Y ahora van contra los diputados (que, por cierto, no me explico qué esperan para plantear su defensa colectiva y no individual). Los diputados de oposición (al menos con el mismo grado de autenticidad que los de Morena, aunque Mario Delgado haga mofa de ellos) representan una parte muy significativa (si no es que mayoritaria ya) del pueblo mexicano. Acallarlos con acusaciones infamantes, con amenazas de cárcel o de linchamiento por los “chairos”, es acallar y amenazar al pueblo representado por ellos. Mario Delgado les lanza la ironía de que, si representan al pueblo, por qué temen que éste conozca el sentido de su voto. Por lo visto, no se ha puesto a pensar que si alguien azuzara a sus incondicionales en contra de él, se vería en muy serios aprietos si, por mala suerte, alguna vez los tuviera en frente o se encontrara de pronto en medio de ellos. ¿Querría decir eso que su representación es espuria?

La guerra contra la oposición es contra el pueblo y niega su derecho a elegir libremente a sus representantes; el derecho a disentir de toda o de parte de la política del gobierno y a oponerse a las medidas derivadas dictadas por él. Con esto, lo están reduciendo a la desesperación y a la impotencia frente al poderoso aparato del Estado, frente al Leviatán del Estado que casi nunca está al servicio de sus intereses. Y cuando esto ocurre, cuando los pueblos encuentran cerradas todas las puertas y todos los caminos legales y pacíficos para resolver sus necesidades y, por añadidura, se desconoce su derecho a la representación, la sociedad se halla, si no al borde de la guerra civil, sí en el camino que conduce a ella. ¿Es eso lo que busca Morena?

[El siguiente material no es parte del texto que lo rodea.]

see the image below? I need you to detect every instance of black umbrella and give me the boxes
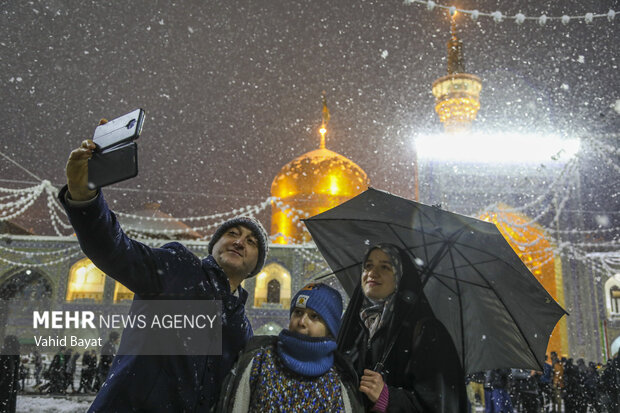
[303,188,567,374]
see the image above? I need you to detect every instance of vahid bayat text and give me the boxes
[31,311,219,350]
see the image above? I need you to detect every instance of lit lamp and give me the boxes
[432,11,482,133]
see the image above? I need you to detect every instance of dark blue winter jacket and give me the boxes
[59,186,253,412]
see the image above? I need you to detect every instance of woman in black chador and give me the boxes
[338,243,467,412]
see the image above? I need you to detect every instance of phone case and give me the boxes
[92,108,145,151]
[88,142,138,189]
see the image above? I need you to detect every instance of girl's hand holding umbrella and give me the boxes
[360,369,385,403]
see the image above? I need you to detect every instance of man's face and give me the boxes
[211,225,259,280]
[289,307,328,338]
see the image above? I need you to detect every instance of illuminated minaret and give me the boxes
[432,12,482,133]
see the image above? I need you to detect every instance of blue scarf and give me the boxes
[276,330,337,377]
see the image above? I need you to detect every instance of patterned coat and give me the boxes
[215,336,363,412]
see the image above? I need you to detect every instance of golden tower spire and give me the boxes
[431,11,482,134]
[447,12,465,74]
[319,91,330,149]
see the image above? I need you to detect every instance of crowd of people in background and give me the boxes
[3,334,620,412]
[36,331,119,396]
[468,351,620,413]
[0,332,120,412]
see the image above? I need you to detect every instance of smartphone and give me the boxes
[92,108,145,152]
[88,142,138,189]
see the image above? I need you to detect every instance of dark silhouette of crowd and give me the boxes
[0,335,20,413]
[36,347,84,394]
[35,332,119,396]
[468,351,620,413]
[2,328,620,413]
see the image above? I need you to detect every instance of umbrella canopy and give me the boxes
[304,188,567,375]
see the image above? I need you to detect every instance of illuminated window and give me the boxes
[611,335,620,357]
[611,287,620,314]
[605,275,620,317]
[114,281,134,303]
[66,258,105,302]
[267,279,281,304]
[254,263,291,309]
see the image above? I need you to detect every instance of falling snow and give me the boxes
[0,5,618,408]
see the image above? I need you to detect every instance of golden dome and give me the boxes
[270,94,370,244]
[479,205,566,356]
[272,148,368,198]
[271,147,369,244]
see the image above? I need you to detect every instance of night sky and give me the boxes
[1,0,618,235]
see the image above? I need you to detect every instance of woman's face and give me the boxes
[361,248,397,300]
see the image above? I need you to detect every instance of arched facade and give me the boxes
[480,206,568,356]
[0,268,53,340]
[66,258,106,302]
[67,258,134,303]
[254,262,291,309]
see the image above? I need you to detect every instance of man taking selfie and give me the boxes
[59,132,269,412]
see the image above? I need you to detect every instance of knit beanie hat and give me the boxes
[207,216,269,278]
[291,283,343,338]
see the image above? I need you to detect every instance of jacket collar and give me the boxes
[202,255,249,305]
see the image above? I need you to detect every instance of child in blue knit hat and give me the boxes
[215,283,363,412]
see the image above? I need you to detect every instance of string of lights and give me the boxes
[482,135,619,236]
[268,232,323,254]
[587,253,620,275]
[0,248,83,268]
[0,136,616,276]
[486,201,554,230]
[482,156,579,219]
[115,197,276,222]
[0,243,82,257]
[118,200,312,239]
[558,244,614,276]
[551,191,572,229]
[546,226,620,235]
[589,143,620,176]
[497,224,549,249]
[0,193,26,203]
[0,193,42,221]
[0,183,44,194]
[404,0,616,25]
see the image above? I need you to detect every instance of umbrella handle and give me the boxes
[373,362,385,375]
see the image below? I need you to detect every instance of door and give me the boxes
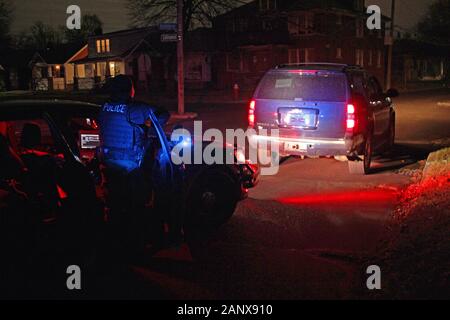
[366,76,390,142]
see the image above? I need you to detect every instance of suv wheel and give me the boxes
[348,134,373,175]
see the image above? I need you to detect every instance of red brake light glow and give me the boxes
[249,100,256,127]
[346,104,356,130]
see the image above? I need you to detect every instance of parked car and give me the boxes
[249,63,398,174]
[0,100,259,256]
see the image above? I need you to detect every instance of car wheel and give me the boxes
[348,134,373,175]
[185,170,238,239]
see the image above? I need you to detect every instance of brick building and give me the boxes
[212,0,389,90]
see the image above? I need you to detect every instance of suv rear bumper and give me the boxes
[250,134,363,157]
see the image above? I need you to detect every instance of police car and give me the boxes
[0,100,259,252]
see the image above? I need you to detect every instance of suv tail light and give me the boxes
[346,103,356,130]
[249,100,256,127]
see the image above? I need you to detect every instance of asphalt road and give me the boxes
[87,89,450,299]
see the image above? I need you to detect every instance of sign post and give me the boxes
[177,0,185,115]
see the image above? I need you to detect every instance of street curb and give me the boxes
[422,147,450,182]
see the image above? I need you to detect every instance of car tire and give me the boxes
[185,170,238,240]
[348,134,373,175]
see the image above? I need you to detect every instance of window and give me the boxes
[288,49,299,64]
[350,73,367,97]
[336,48,342,59]
[288,13,314,35]
[366,77,382,99]
[354,0,364,11]
[256,72,347,102]
[356,19,364,38]
[259,0,277,11]
[226,53,241,72]
[288,48,313,63]
[76,64,86,78]
[368,50,373,66]
[356,49,364,66]
[96,39,111,53]
[336,14,342,25]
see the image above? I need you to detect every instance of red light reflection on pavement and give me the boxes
[279,189,398,207]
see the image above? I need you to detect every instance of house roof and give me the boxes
[30,43,86,66]
[215,0,391,20]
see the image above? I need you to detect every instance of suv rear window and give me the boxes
[256,71,347,102]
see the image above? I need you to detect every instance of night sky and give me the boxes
[9,0,431,35]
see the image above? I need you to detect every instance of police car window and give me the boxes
[9,119,60,154]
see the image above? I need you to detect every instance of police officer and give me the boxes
[99,75,169,253]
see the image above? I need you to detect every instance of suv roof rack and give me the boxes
[275,63,364,72]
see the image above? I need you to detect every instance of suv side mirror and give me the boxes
[386,88,399,98]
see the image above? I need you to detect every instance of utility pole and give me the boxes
[386,0,396,90]
[177,0,185,115]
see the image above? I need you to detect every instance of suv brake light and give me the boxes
[346,104,356,130]
[249,100,256,127]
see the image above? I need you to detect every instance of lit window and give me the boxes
[96,39,111,53]
[336,48,342,59]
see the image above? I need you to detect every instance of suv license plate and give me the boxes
[285,142,308,152]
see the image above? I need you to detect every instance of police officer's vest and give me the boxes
[99,102,143,162]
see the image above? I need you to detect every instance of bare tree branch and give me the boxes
[127,0,247,32]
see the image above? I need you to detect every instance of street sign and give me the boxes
[159,23,177,32]
[161,33,179,42]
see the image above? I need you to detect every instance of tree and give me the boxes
[16,21,63,51]
[0,0,12,46]
[64,14,103,44]
[417,0,450,45]
[127,0,246,32]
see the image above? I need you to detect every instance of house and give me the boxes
[184,28,214,89]
[70,27,177,92]
[393,38,450,89]
[0,64,5,91]
[29,43,86,91]
[211,0,389,90]
[0,48,34,91]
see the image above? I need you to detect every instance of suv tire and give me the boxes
[348,134,373,175]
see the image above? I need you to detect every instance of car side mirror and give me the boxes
[386,88,399,98]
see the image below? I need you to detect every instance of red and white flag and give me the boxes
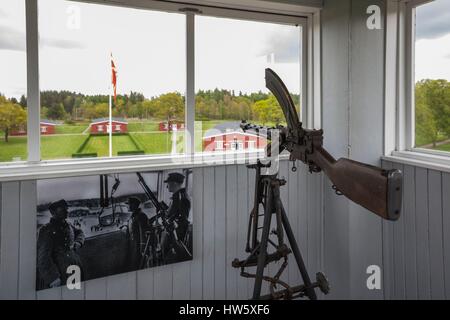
[111,54,117,103]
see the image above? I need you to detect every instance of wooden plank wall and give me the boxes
[0,161,323,300]
[382,160,450,300]
[321,0,449,300]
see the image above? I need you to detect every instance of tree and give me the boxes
[46,103,67,120]
[94,103,109,119]
[0,99,27,142]
[19,95,27,108]
[416,99,438,147]
[416,79,450,139]
[251,94,284,125]
[154,92,185,121]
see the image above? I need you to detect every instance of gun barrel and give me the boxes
[136,173,168,212]
[240,121,278,141]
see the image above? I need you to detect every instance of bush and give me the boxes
[117,150,145,156]
[72,152,97,158]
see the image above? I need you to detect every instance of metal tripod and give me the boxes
[232,162,329,300]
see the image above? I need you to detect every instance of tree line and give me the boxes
[3,80,449,147]
[9,89,300,123]
[0,88,301,142]
[415,79,450,147]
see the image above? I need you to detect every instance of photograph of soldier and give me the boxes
[36,169,193,290]
[127,196,150,269]
[36,199,85,289]
[162,173,191,258]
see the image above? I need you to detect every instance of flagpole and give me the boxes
[109,91,112,157]
[109,52,113,158]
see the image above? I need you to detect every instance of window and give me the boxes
[195,15,302,153]
[413,0,450,154]
[0,0,27,162]
[215,140,224,150]
[38,0,185,160]
[0,0,313,179]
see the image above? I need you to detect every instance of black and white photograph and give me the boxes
[35,169,193,290]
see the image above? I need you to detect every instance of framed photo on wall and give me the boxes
[35,169,193,290]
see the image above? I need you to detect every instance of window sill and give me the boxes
[382,149,450,173]
[0,151,290,182]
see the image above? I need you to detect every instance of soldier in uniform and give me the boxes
[127,197,149,269]
[37,199,85,289]
[157,172,192,262]
[164,172,191,243]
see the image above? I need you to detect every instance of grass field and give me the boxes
[55,125,88,134]
[0,119,278,162]
[0,135,88,161]
[435,143,450,152]
[0,136,27,162]
[81,135,140,157]
[41,135,88,160]
[130,132,173,155]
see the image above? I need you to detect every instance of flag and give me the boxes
[111,54,117,103]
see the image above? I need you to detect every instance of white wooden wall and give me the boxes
[381,161,450,300]
[0,160,323,300]
[321,0,450,300]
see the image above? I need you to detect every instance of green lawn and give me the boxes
[55,124,88,134]
[0,136,27,162]
[81,135,140,157]
[130,132,173,155]
[0,134,88,161]
[435,143,450,152]
[0,120,258,162]
[41,135,88,160]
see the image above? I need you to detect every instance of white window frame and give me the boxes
[383,0,450,173]
[0,0,321,181]
[215,140,224,150]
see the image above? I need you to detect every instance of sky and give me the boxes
[415,0,450,82]
[0,0,301,99]
[1,0,449,100]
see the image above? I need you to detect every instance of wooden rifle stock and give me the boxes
[311,147,402,221]
[263,67,403,221]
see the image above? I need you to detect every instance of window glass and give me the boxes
[39,0,186,160]
[195,16,301,153]
[415,0,450,152]
[0,0,27,162]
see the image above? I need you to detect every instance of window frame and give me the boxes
[383,0,450,172]
[0,0,321,181]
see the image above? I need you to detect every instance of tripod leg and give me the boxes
[252,182,273,300]
[279,202,317,300]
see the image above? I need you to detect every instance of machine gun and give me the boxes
[233,69,403,300]
[136,172,192,267]
[136,172,170,225]
[243,68,403,221]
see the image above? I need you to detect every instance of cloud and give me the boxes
[0,25,25,51]
[416,1,450,40]
[0,24,85,52]
[41,38,85,50]
[258,27,300,63]
[445,53,450,59]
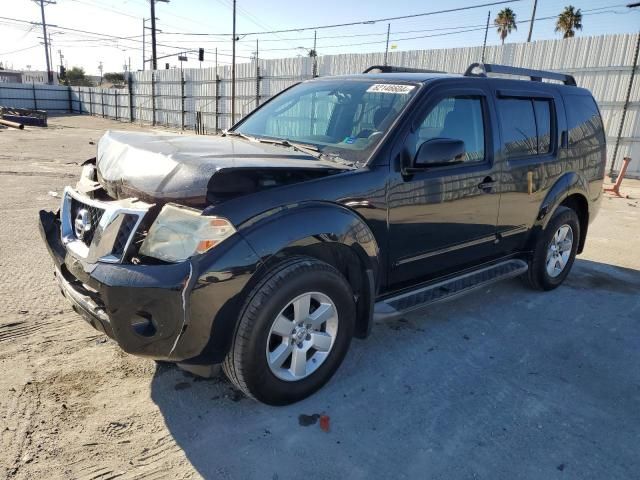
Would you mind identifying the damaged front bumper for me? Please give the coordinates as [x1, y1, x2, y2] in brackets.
[39, 198, 261, 364]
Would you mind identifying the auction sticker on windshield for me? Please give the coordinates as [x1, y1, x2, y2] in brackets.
[366, 84, 416, 94]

Más de una vez, aunque de manera elíptica, el presidente ha dicho que no encabeza un simple cambio de régimen sino una revolución; que su gobierno es el gobierno del pueblo y que es éste el que manda en el país. Pretende justificar así el autoritarismo represivo de su gobierno llamándolo “dictadura revolucionaria del pueblo”, algo así como la dictadura del proletariado que Marx expuso a raíz del fracaso de la Comuna de París. En esta idea se enmarcan las amenazas a los diputados: es una acción legítima que busca someter a los “enemigos del pueblo” en nombre del pueblo y para bien del pueblo.

Pero si tratamos al marxismo como lo que es, como una ciencia, según dijo Engels, resulta que no hay revolución “popular”, porque el pueblo no es una clase, sino una amalgama heterogénea de clases que se identifican por ser todas asalariadas, aunque con distintos niveles de ingresos. El pueblo homogéneo, sin divisiones de clase en su interior, es resultado y no condición previa de la verdadera revolución proletaria. Y en la 4T, por mucho que se diga y se repita, yo no miro ni obreros ni “pueblo” al frente del Estado, sino a un iluminado (Muñoz Ledo dixit) al que sus discípulos y seguidores creen (o fingen creer) a pies juntillas, y obedecen sus órdenes como autómatas carentes de voluntad, por convicción o por conveniencia. Esto no es dictadura popular ni proletaria, sino una dictadura personal, una autocracia que insiste en llevar a México a donde su “sabiduría” y su voluntad infalibles le sugieren. Si seguimos por este camino, el riesgo de una guerra civil se hará cada vez más patente y amenazante. Ojalá nos detengamos a tiempo.